1. Introduction

Quantified Self (QS), a word coined in the year 2008 by a group of researchers and data enthusiasts has had a large number of followers since its introduction(Ferris, 2013). The primary motive of the philosophy is to gather data and analyse them to justify one’s behaviour, trends and habits so that one can change his/her behaviour so that he/she can lead a better life. The term QS is defined as “Quantified Self (QS) is the term that embodies self-knowledge through self-tracking” (Quantified Self Institute, 2017).

Our team, InnoData started collecting three types of data which could be used to check some behaviours that we had as a group. The types of data that were collected are as follows:

In addition to that, two more datasets had been added, viz. my social media usage for my individual analysis and publicly available rainfall data of Sydney.

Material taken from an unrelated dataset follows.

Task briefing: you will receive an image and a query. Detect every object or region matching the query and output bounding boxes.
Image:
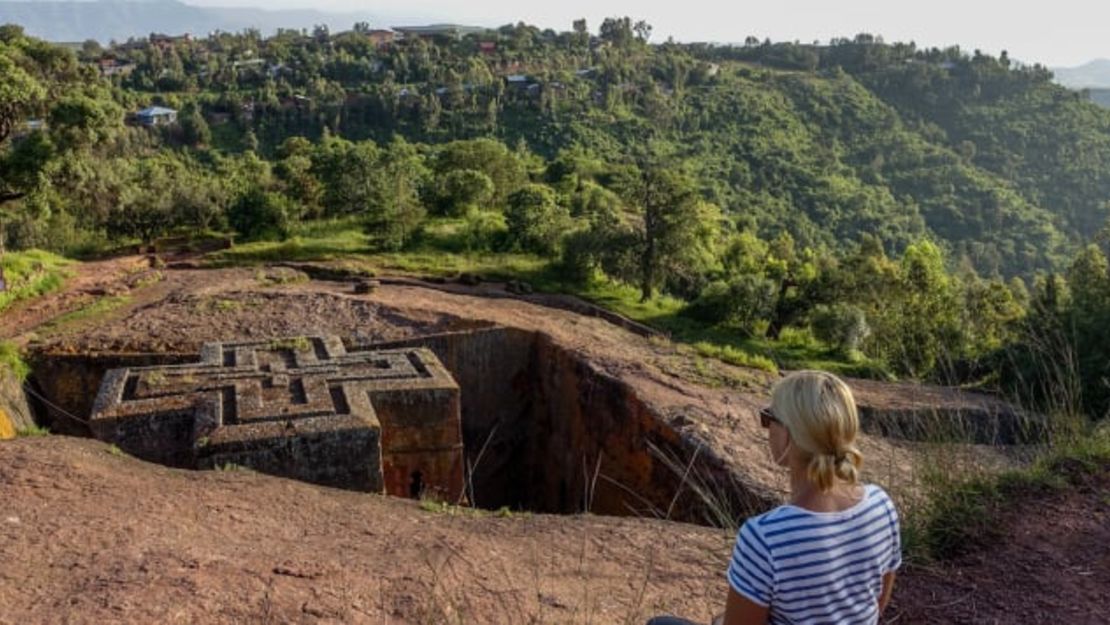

With these data, we wanted to answer three questions in our group:

  1. Who in the group has travelled the most in Sydney?
  2. Does happiness relate with steps count?
  3. Who in the group prefers to walk and who doesn’t?

Some of the questions for my individual analysis are as follows:

  1. Whether I used more social media on weekends, when I don’t have work?
  2. Does my social media usage relate with my number of steps?

This report is made on the basis of the data that was collected in the period of six weeks.

2. Collection of Data

Our group started with brainstorming the types of data that could be collected easily and accurately. We decided to collect our GPS data, emotions, steps and call log history. We agreed using WhatsApp as our mode of communication and use Google drive to share our data. Our data was collected from 4th of August 2019 till 14th of September 2019. The process of collection of our group data is described below.

2.1 GPS

GPS data was readily available in all our smartphones, and its bulk could be downloaded from Google. Luckily, all of the team members had Android Smartphone, hence this data would be available for all. We agreed to have GPS location tracking enabled at all times. This data gave an account of our GPS positions at different times of the day.

2.2 Mood

For getting the mood data, we would take selfies at random times of the day and process them in a facial recognition software. Initially, we used an app called Feely, available on Play Store to get the emotions of individual photos. However, the results that were given by the app was not clear, so we switched to using Microsoft Azure API to calculate emotions. We would have eight emotions associated with the selfie photos now, as well as the datetime the photo was taken.

2.3 Steps Count

Initially, we decided to use an app called Pedometer to count our steps. Later on we found out that Google itself tracks our steps via Google Fit app. So, all of us switched from Pedometer to using Google’s Google Fit app. The data also could be downloaded from Google.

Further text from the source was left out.